A threadDelay appears to require a lot of memory, relative to other ways of blocking. Context: https://www.reddit.com/r/haskell/comments/13ofj4o/why_threaddelay_is_so_memopry_expensive/

Steps to reproduce

Compile with ghc-9.4.5 -threaded -O2 -Wall Main.hs and run with ./Main +RTS -s

import Control.Concurrent
import Control.Concurrent.STM
import Control.Monad
import System.Mem

main :: IO ()
main = do
  let n = 100_000
  -- make sure to keep all threads alive:
  v <- newEmptyMVar
  t <- newTVarIO 0
  replicateM_ n $ do
    void . forkIO $ do
      atomically $ modifyTVar' t (+1)
      -- !!! Uncomment this to trigger bad behavior !!!
      -- threadDelay 10_000_000
      takeMVar v -- block forever

  atomically $ do
    r <- readTVar t
    when (r < n) retry

  putStrLn "All threads launched and blocking. Pausing"
  threadDelay 10_000_000
  putStrLn "Doing GC"
  performMajorGC -- update statistics. Necessary?
  putStrLn "Done GC. Pause"
  -- did residency change?
  threadDelay 10_000_000
  -- this wakes one thread, but the point is to not have threads die with
  -- BlockedIndefinitely until here
  putMVar v ()

Expected behavior

Running above I see

     104,839,952 bytes maximum residency (8 sample(s))

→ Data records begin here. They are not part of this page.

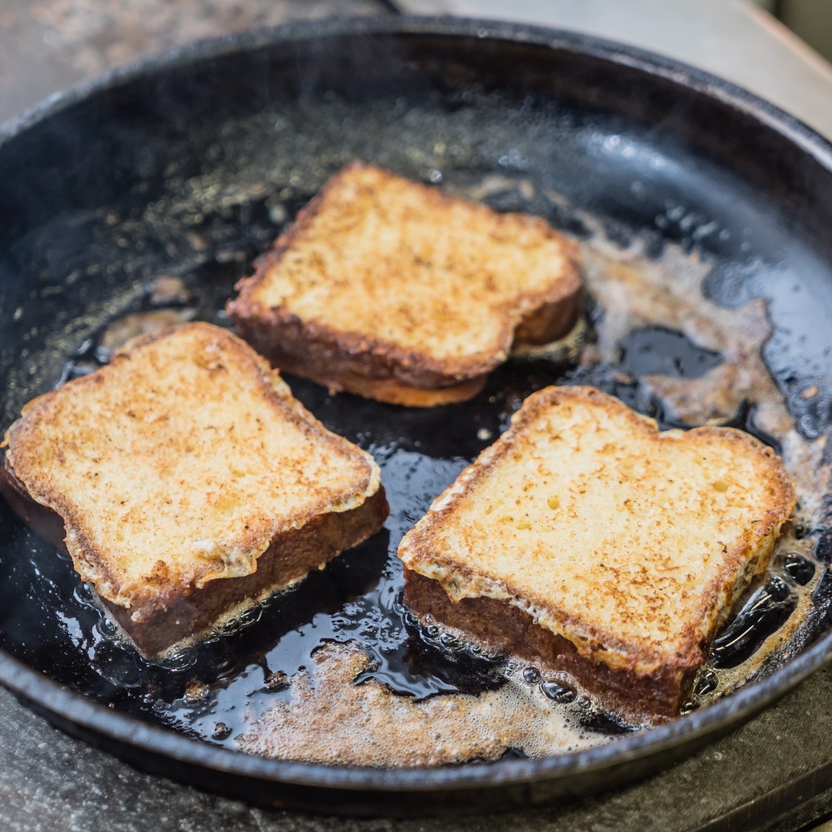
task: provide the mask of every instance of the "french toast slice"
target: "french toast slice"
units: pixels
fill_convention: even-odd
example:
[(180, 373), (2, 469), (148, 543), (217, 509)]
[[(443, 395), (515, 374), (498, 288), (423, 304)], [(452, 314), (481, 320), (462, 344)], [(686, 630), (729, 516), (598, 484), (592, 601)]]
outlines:
[(227, 310), (283, 370), (429, 407), (476, 395), (513, 345), (566, 335), (580, 311), (578, 260), (576, 244), (540, 217), (354, 162), (237, 284)]
[(730, 428), (660, 433), (589, 387), (529, 396), (401, 542), (405, 602), (630, 719), (679, 712), (795, 508)]
[(301, 579), (388, 513), (373, 458), (226, 329), (143, 335), (29, 402), (0, 490), (156, 656)]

which corresponds to expected 1k heap per thread. OS-reported RES is ~250MB which seems in expected range for copying collector (from + to space)

Uncommenting the threadDelay line, however, I see:

     737,888,008 bytes maximum residency (11 sample(s))

and ~700MB OS-reported residency. So that's an extra 4.5K per timer which seems like too much.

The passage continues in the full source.